The fee is generally calculated based on a markup on: 

  • Material costs. 
  • Retainage or retention releases against subcontractor labor.
  • Any other extra costs that may arise.

Your markup determines your profit, so make sure that it’s enough to cover your business expenses and then some. All of this factors into the equation when you’re addressing, “How do construction contractors get paid?”

What should the general contractor % markup be?

Our findings show that general contractors charge about 10 to 20% of a project’s final construction costs, depending on the size of the project.

This markup is influenced by:

  • Overhead expenses.
  • Insurance and liabilities.
  • Sales taxes.

Based on our first-hand experience, the more overhead costs your business has, the higher the markup you should charge to cover those expenses and make a profit. Your markup directly impacts your answer to, “How do construction contractors get paid?”

How do I know if I’m pricing my jobs right?

As a general contractor, your main goal is to drive revenue, but you also want to stay competitive.

Through our practical knowledge, here are some tips to make sure that you continue to price your jobs right:

  • Regularly check in with the subcontractors in your network to determine whether their rates have changed.
  • Stay informed on the cost of materials you commonly use for a typical construction project.
  • Keep an eye on your competition and the rates they charge.
  • Stay active with construction industry associations.
  • Keep positive vendor relationships and negotiations.
  • Track your financial performance metrics (e.g., cash flow ratio) regularly.

Make sure you keep up with the market rate for your estimates and your markup. Regularly updating your general contractor pricing documents helps you track pricing trends and keep your financial reporting accurate.

So, how do construction contractors get paid? It’s a balance of costs, revenue, and staying competitive.

Recap: How much a general contractor should charge?

Any trades job that oversees and manages the entire scope of a construction project demands a lot of attention, and general contractors know this better than anyone.

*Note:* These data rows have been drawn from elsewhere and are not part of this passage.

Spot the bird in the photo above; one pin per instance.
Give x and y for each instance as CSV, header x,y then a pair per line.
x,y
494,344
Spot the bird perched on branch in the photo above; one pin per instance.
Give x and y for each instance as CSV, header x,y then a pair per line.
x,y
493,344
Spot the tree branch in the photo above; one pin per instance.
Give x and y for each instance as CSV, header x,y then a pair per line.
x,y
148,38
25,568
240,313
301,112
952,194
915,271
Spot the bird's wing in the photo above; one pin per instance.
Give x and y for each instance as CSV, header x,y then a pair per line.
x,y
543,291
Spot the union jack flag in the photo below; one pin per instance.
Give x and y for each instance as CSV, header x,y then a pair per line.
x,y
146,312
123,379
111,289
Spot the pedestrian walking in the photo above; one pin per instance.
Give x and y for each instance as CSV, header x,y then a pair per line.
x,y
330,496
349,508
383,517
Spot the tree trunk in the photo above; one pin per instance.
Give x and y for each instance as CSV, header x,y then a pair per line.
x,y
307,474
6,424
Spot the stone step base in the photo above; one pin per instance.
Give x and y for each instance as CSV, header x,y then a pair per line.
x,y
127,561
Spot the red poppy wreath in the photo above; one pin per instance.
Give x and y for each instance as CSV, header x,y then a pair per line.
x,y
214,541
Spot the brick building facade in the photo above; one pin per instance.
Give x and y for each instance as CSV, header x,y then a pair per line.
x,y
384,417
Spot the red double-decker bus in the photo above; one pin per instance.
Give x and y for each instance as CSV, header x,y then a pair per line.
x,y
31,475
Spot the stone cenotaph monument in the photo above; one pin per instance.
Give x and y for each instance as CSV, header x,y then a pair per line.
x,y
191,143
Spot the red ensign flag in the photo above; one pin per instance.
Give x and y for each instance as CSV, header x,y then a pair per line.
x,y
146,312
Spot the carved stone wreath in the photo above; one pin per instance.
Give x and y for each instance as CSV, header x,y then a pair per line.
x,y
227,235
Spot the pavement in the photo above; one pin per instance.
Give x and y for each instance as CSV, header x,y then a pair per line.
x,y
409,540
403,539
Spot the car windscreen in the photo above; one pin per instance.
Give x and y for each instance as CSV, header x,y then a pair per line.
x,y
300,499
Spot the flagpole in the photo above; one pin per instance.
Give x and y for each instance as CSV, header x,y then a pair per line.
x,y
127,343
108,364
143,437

General contractors bear the responsibility of a construction project from beginning to end, which is why it’s fair that pricing is based on a markup of the total cost of the project. Otherwise, how do construction contractors get paid?

Our findings show that creating an accurate estimate ensures that you and your client start off on the same page. Better yet, this demonstrates trust and transparency to your client, giving them a reason to come back.

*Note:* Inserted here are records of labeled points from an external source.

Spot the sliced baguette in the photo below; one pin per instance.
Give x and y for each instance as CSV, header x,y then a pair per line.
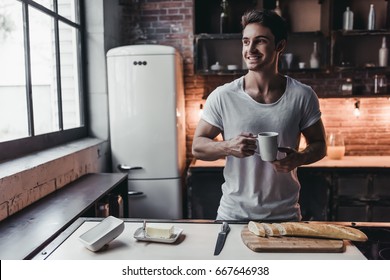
x,y
266,229
256,229
323,230
320,230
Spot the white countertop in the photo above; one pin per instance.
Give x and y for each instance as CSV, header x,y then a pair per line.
x,y
196,243
347,161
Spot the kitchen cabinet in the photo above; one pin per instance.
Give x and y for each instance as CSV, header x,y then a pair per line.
x,y
321,23
361,195
204,191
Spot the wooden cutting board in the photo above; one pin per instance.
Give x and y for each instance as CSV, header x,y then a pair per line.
x,y
291,244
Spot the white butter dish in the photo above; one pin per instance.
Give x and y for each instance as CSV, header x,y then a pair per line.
x,y
141,235
103,233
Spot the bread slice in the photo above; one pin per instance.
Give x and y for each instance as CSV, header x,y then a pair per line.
x,y
256,229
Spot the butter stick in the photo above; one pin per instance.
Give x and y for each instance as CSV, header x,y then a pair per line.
x,y
159,231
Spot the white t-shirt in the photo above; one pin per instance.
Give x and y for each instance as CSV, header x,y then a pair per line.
x,y
252,188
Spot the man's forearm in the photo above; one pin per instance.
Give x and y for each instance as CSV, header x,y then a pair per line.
x,y
313,152
208,149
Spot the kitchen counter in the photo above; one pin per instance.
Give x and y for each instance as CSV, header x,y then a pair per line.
x,y
347,161
197,242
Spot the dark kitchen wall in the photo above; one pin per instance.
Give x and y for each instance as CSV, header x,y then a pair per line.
x,y
171,23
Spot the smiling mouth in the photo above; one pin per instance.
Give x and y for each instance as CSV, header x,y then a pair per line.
x,y
253,58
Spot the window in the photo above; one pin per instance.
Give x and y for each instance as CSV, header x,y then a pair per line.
x,y
41,91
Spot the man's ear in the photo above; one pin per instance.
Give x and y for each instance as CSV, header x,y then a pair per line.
x,y
281,45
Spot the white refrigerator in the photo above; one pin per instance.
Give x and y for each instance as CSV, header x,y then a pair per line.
x,y
147,127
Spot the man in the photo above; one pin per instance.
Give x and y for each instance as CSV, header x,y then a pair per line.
x,y
262,100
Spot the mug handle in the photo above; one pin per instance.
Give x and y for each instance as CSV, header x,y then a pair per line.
x,y
286,150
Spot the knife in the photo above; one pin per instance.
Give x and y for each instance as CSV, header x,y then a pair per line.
x,y
221,238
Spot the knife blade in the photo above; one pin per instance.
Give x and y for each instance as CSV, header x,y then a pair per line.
x,y
221,238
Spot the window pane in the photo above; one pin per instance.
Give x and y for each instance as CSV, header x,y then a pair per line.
x,y
70,76
43,73
69,9
13,104
46,3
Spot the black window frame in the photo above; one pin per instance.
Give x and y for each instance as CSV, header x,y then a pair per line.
x,y
33,143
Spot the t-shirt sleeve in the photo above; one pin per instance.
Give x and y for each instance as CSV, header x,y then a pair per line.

You may run into obstacles during the project, but you can minimize potential issues by having a general contractor pricing guide you can consult to create your estimates.

Plus, if you’re a QuickBooks or Xero user, Method:CRM is a powerful tool for efficiency and staying on top of your finances. Because it integrates with your account, Method makes these processes easy:

  • Financial monitoring and auditing.
  • Creating financial statements and reports.
  • Tax compliance and reporting.
  • Payment records retention and storage.
  • Calculating payment processing fees and costs.
  • Accounting and bookkeeping.

As you complete projects, you will collect more knowledge and experience. You should always add additional information to your general contractor pricing guide to help you create even better estimates as your business grows.